Hey everybody! Thanks for reading this and any help you can give me in advance.
Here's my issue: a few years ago I dated a man that I fell in love with the moment I met him and the feeling was mutual. He always went out of his way to exceed my expectations and treated me exceptionally well, never letting me want for anything. We dated (without sex) for about a year and a half, during which, I lived in another state for a few months but would come home to visit every 3 months or so.
There was always a LOT of sexual tension between us but eventhough he would usually at times try to get me to sleep with him he understood and respected that I was not ready for that yet as we were not yet officially in a relationship and probably enjoyed the chase. In fact, at about 9 months in I gave in to the incredible lust I had for him but he stopped me (fighting himself the best he could) and told me that he wanted to make love to me the first time and didn't want it to be just because we were both horny.
Well we had a mutual female friend that he had just met about a month before he met me but I had known her since I was aboubt 15 (6 or 7 years). At one time I was really close with her and her family but I had kind of lost touch with them in the past 2 or 3 years. Well, fast-forward about three months and he and I met up and made love. It was literally the most beautiful thing I had ever experienced to the point that I actually cried when he fell asleep (a point that I hate to admit b/c I am NOT a crier!).
2 months later I found out that our mutual friend was 3 months pregnant by him when I was invited to the baby shower! When I found out I did not let him know I knew until after the baby was born. And eventhough he never admited it to me I stayed by his side and helped him though all the stress it put him through. I honestly believe that she was just a convienience to him due to the fact that she had moved into his second bedroom for about 3 weeks when she was having some issues with her family and I would randomly see them out together when they didn't(she would give him rides to walmart when his car was in the shop. You see everybody at walmart!) and there was never any affection or even closeness. Especially compared to the way his was when he was with me.
When I confronted him about it he told me that she never meant anything to him and he wanted to tell me but he was afraid I would leave him.

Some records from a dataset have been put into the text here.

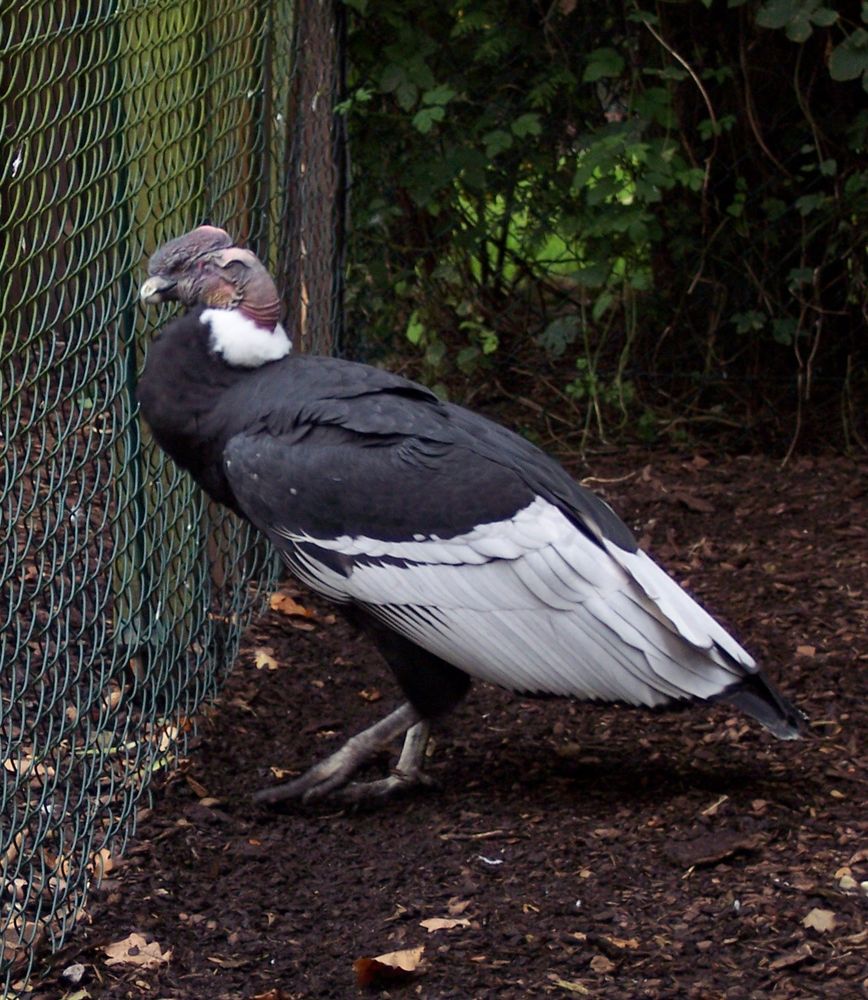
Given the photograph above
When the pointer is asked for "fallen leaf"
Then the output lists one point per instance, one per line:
(443, 923)
(713, 808)
(820, 920)
(622, 942)
(287, 605)
(572, 987)
(199, 790)
(136, 950)
(711, 848)
(692, 502)
(601, 964)
(791, 958)
(228, 963)
(391, 968)
(263, 660)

But at this point (once the baby was born it was actually real to me) I was so angry that I just stopped dealing with him for a while. I would talk with him every now and then and visit him every blue moon and he would always express his love for me and vow that eventhough he regrets that this happened and understands that I'm angry with him he believes in true love and he knows we'll end up together and he'll wait for me.
Well a few years have passed and I'm trying to decide if I should give him another chance. A while ago his child mom and I crossed words because she absolutely HATES me now and started speading lies about me. I can't quite blame her because she was head over heels in love with him but after she had the baby and finally expressed her feelings for him and that she expected to be a couple with him, he told he no because he's in love with ME! I really wish he didn't. I've gotten over most of the hurt that he has a son with my one time friend but I'm still a little angry that it happened. He still pursues me and beggs to see me but I haven't yet.
SO, sorry for the long story but I want to know what you guys think. Should I give love a second chance. Or should I let go of a great guy with a baby?